左:プルーム・テックのプロトタイプ1号 右:たばこの顆粒原料とリキッド(クリックで拡大) 出典:JT

 そうして開発されたプルーム・テックだが、市場からは「吸いごたえに課題がある」(山田氏)との反応が多かった。同氏は「正直に言うとプルーム・テックの設計は(タール含有量)1mgの紙巻きたばこに相当する吸いごたえを狙ったものだったから」と語る。プルーム・テック・プラスはこのような市場の声を受けて開発され、「たばこ葉、べーパー量、バッテリーを全て増量した。タール数の感覚値は5〜6mgほど」の吸いごたえを実現した。また、より高い吸いごたえを求める消費者向けに、高温加熱型のプルーム・エスの提供も行っている。

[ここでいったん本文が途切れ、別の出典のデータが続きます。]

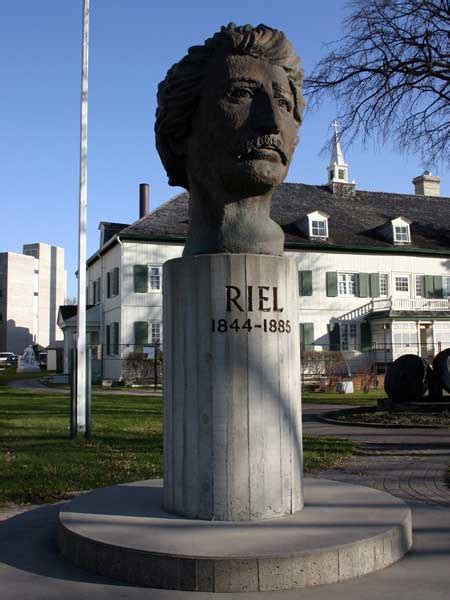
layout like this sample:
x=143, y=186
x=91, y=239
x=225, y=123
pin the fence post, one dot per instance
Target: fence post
x=88, y=391
x=73, y=392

プルーム・テック・プラスのコンセプト(クリックで拡大) 出典:JT

 山田氏はプルーム・テックの製品展開について「まだまだ発展途上だと考えている」と語り、製品ラインアップ拡大の方針を示した。また、「たばこを吸う人と吸わない人の共存について、色々な考え方もあるだろう。さまざまな要望に応えるべく、ひとときを大事にするために頑張っていきたい」と決意を示した。